Let $$ f$$ be a function on the real numbers such that $$f(x-4) = 9x^3 + 1.$$ What is $$f(6)$$?

We let $$x-4 = 6$$ and find $$ x = 10$$. Then, $$ f(6) = f(10 - 4) = 9(10)^3 + 1 = 9001$$.

Prove that $$ x^2 \equiv y^2 \hspace{.02in} (\text{mod } p)$$ if and only if $$ x \equiv y \hspace{.02in} (\text{mod }p)$$ or $$ x \equiv -y \hspace{.02in} (\text{mod }p)$$ where $$p$$ is prime.

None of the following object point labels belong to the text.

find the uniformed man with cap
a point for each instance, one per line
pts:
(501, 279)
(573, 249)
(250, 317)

We recall that $$ a \equiv b \hspace{.02in} (\text{mod } n)$$ if and only if $$n \mid (a-b)$$. Then, $$ x^2 \equiv y^2 \hspace{.02in} (\text{mod } p)$$ if and only if $$ p \mid (x^2-y^2)$$. By factoring the difference of squares, we get $$ x^2 \equiv y^2 \hspace{.02in} (\text{mod } p)$$ if and only if $$ p \mid (x+y)(x-y)$$. Since $$p$$ is prime, either $$ p \mid (x+y)$$ or $$ p \mid (x-y) $$. Using the same identity that we started this proof with, $$ p \mid (x+y)$$ if and only if $$ x \equiv y \hspace{.02in} (\text{mod } p)$$, and $$ p \mid (x-y)$$ if and only if $$ x \equiv -y \hspace{.02in} (\text{mod } p)$$. Therefore, we conclude that for a prime $$p$$, $$ x^2 \equiv y^2 \hspace{.02in} (\text{mod } p)$$ if and only if $$ x \equiv y \hspace{.02in} (\text{mod }p)$$ or $$ x \equiv -y \hspace{.02in} (\text{mod }p)$$ .

Identify the degree of the polynomial $$ 21x^3 - 9x^2 + 63x - 27$$ and find its real zeroes.

The degree is the value of the highest powered variable in the polynomial, so the degree of the given polynomial is 3. To find the zeroes, we can graph the function or factor the polynomial. We demonstrate factoring the polynomial: Next, we notice that both the first and the third terms are divisible by 7 and that both the second and third terms are divisible by 3, so we consider factoring by grouping. 21 and 9 are both divisible by 3, and 63 and 27 are both divisible by 9, and factoring those out of the coefficients give us $( 3(7x^3 - 3x^2) + 9(7x - 3) $) We also factor out $$ x^2 $$ from the first two terms $( 3x^2(7x - 3) + 9(7x - 3) $) And by grouping we get $( (3x^2 + 9)(7x - 3)$) Now by letting each of those terms equal to zero $( 3x^2 + 9 = 0, \quad 7x-3 = 0 $) we find $$ x^2 = -3$$ and $$x = \frac{3}{7}$$ so the only real solution to the given polynomial is $$x = \frac{3}{7}$$.